ロキシー・ミュージックって、何だか得体のしれないバンドというイメージです。グラムロックの一派とされたブライアン・イーノがいた時期から、紆余曲折を経て80年代の【アヴァロン】に至るまで、リアルタイムで通って来なかったこともあって、どうも私には捉え所がなく取っ付きづらい印象…。

一度キチンと腰を据えて聴いてみようと、新宿TSUTAYAにあるロキシーのCDを全部纏めて借りたことがあるのですが、そこでようやく分かったこと。日本では積極的に紹介されなかった(と思われる)70年代半ばの作品が意外と味わい深いのです。私はブライアン・フェリーがダンディだとは一度も思ったことはないですが(笑)、華麗なロックバンドだったこの頃のロキシーは魅力的です。

本作はロキシー・ミュージックの5作目。
まずはオープニング曲で、彼ら初の全米ヒット(30位)となった "Love Is the Drug" (恋はドラッグ)です。
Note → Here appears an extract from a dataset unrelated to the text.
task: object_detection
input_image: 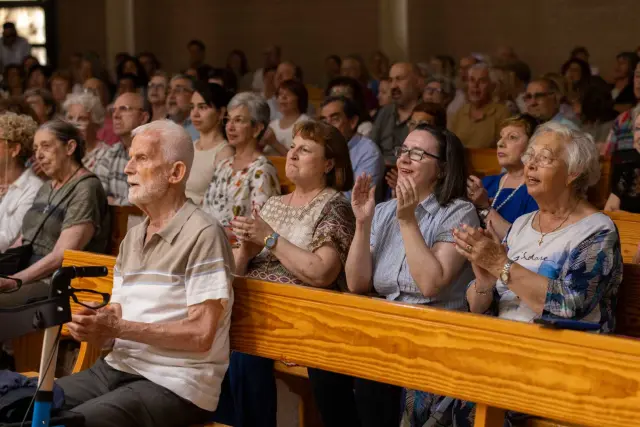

足音、車が走り出して行くSEに続いて、R&B調のビートで曲はスタート。スカスカな乾いた音でメロディも至って単調。ブライアン・フェリーって気の抜けたような歌い方なんですよね。そして取って付けたような分かり易いサビは、♪oh〜oh〜恋は麻薬〜…。普通はキザで歌えません笑。ロキシーらしい美意識とチープさがミックスされて、私はこれ、一度聴くとクセになるんです。

ロキシー・ミュージックは1972年にレコードデビュー。当初はブライアン・フェリー、ブライアン・イーノの双頭バンドでした。奇抜なファッションを身に纏い、古き良きロックンロールを未来型にアップデートするというコンセプトのもと、アヴァンギャルドな方向性でしたが、2作目でイーノがクビ。
後釜に当時18才のエディ・ジョブソン(元カーヴド・エア)が加入すると、以降はブライアン・フェリーの美学を具現化するロックバンドへと舵を切っていきます。

3作目から本作までは、ヨーロッパ浪漫主義と呼ばれる妖艶さをロックサウンドで表現したロキシーの充実期です。彼等の場合、キャッチーな曲が少なかったことが英国以外でブレイクしきれなかった原因かなと思うのですが、本作ではポップな要素も加味してますね。ロキシーの総決算的な作品だと思います。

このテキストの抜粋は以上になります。